Father forgive me. Help me not to take on things that I cannot figure out. I need Your help, God. I don’t know what to do. William has been so helpful to me since John’s death, and now Jason is accusing him of conniving to get my land. I don’t know about these accusations, but You do, and in Your word You have promised to be a husband to those who need one and a Father to the fatherless. My family needs You now more than ever, Father. I pray that You will work this out. Help the truth to come to light. If William is innocent, then help me to know.
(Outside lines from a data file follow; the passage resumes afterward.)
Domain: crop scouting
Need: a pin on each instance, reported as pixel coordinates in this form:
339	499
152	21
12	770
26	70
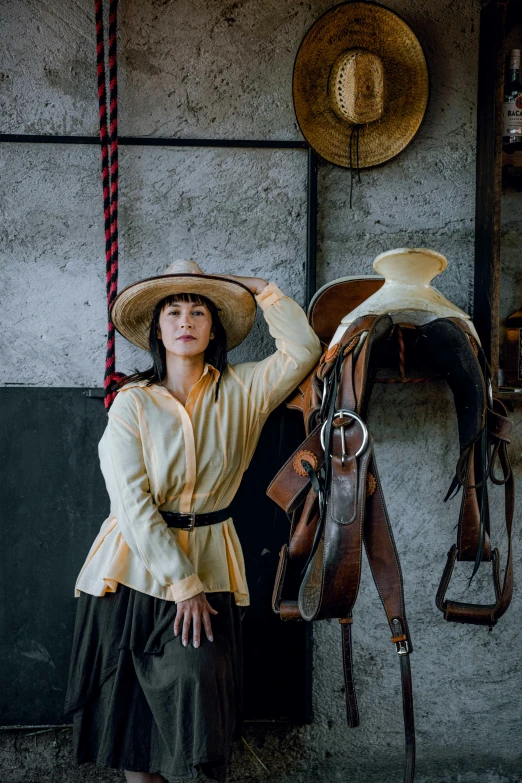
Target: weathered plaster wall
223	69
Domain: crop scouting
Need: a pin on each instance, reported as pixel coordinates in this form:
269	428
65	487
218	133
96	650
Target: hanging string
355	130
109	158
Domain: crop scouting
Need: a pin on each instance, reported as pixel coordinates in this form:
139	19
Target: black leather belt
189	521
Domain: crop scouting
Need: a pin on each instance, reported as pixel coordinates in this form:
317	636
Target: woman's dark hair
215	353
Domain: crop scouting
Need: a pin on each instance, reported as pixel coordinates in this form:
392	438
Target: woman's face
185	328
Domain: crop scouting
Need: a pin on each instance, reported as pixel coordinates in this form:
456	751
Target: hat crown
356	86
183	267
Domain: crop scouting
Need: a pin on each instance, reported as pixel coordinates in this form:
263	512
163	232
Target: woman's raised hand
254	284
194	611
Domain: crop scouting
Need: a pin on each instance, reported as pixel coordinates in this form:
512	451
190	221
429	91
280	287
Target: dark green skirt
141	701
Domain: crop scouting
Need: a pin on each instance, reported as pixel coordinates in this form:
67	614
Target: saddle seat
331	490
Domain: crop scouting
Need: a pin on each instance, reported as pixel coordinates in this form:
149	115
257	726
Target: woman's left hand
254	284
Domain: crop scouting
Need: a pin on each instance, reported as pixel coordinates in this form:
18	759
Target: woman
155	676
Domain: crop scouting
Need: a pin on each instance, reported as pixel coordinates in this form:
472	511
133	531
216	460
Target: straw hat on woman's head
132	310
360	69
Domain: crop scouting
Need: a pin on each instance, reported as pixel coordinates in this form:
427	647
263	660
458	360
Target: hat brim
131	311
375	28
336	299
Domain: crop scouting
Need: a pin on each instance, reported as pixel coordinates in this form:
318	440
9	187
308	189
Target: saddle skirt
331	490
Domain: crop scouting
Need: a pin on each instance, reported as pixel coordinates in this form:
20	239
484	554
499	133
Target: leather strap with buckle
188	521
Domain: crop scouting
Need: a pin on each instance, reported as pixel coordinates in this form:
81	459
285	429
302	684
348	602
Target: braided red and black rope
109	157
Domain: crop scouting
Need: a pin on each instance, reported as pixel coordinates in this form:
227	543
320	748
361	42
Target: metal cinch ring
352	415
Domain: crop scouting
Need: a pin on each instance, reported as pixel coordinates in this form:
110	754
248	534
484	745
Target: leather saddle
331	491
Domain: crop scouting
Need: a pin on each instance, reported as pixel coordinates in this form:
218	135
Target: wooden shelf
504	394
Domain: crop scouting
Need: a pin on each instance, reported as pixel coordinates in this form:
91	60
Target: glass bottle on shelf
512	130
513	350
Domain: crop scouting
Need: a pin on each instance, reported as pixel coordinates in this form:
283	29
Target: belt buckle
192	521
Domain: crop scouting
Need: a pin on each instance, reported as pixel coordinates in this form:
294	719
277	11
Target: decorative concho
332	352
309	456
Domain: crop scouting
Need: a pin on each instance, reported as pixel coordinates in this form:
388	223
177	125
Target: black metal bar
311	228
152	141
488	162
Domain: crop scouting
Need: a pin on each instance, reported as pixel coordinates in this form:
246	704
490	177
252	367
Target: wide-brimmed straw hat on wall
360	68
132	310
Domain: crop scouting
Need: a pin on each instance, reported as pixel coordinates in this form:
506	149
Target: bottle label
513	117
520	354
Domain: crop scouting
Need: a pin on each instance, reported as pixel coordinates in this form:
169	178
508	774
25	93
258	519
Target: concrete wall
210	68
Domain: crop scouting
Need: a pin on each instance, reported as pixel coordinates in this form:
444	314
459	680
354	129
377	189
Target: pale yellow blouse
156	453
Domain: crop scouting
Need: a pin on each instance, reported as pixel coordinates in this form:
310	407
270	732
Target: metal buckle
192	521
402	647
351	415
489	393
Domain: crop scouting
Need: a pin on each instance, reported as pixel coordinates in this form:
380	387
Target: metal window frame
154	141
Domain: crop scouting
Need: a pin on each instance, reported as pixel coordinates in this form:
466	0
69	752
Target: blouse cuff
269	296
185	588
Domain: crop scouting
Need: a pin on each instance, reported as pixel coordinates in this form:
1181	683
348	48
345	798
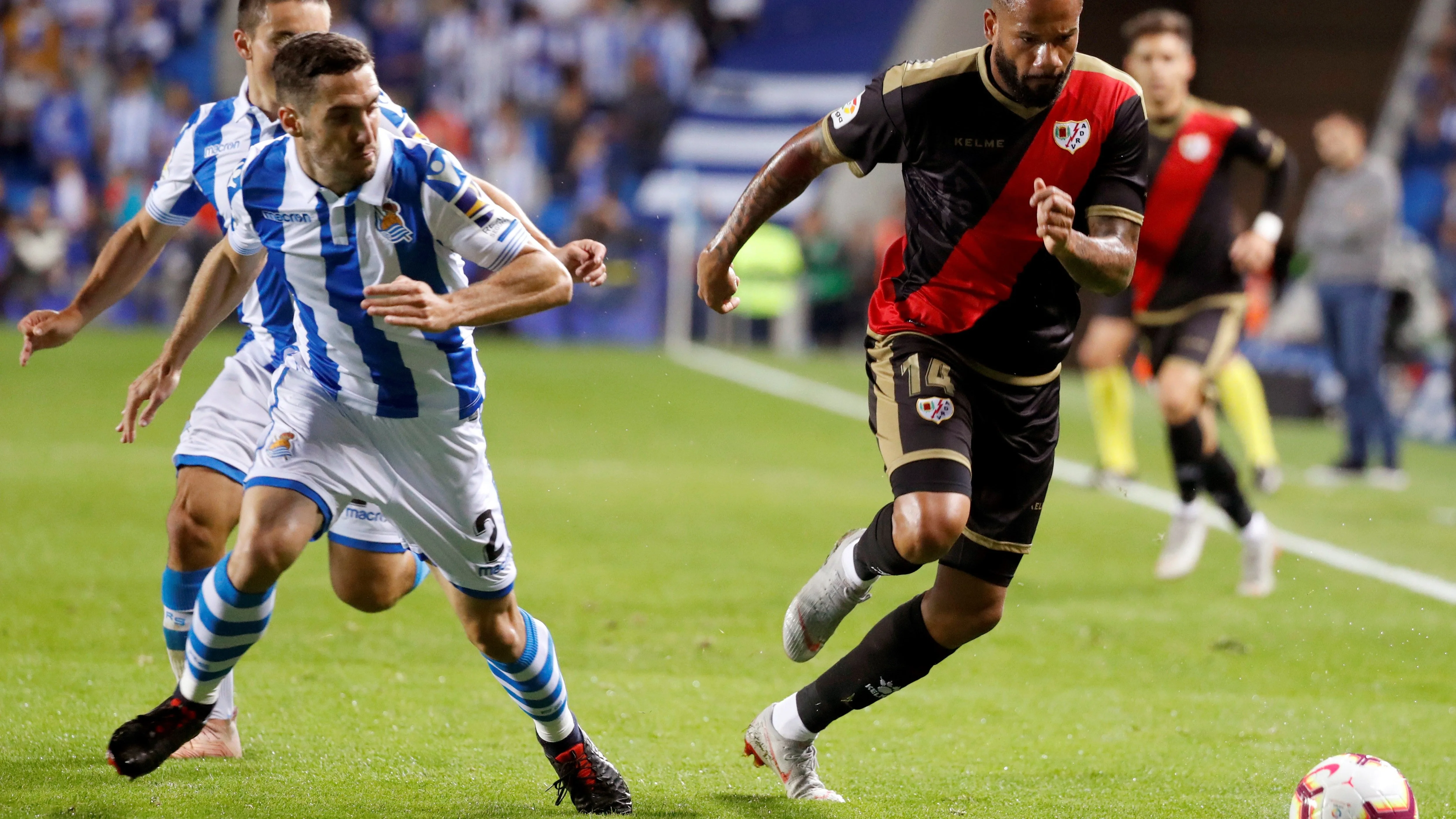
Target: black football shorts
1117	306
1205	334
941	421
Her thoughts turned to the other man that seemed to occupy her thoughts constantly lately. And, Lord, I pray that You would help Jason. I know he didn’t start that fire. Help us find who did. She sighed. Lord, am I even supposed to be here? I don’t know. I need some assurance. I need to know what to do with my life now. I never had a choice before. There was just John…and Sawyer. But now there is just me and Sawyer and this new little one. She laid a hand on her stomach. And I don’t know what to do. I could go back home if I wanted, but I want what You want. Send someone to show me what to do. Lord, I want to be used of You. But if I’m going to stay here, You’re going to have to work out this money situation. The money from the horses will get us out of debt and maybe leave a little extra, but with all the repairs that need to be done…well, I don’t see how it will last. I can’t keep asking Ron, Conner, and Jason to stay on for no pay. And now there are these three new hands that Ron hired.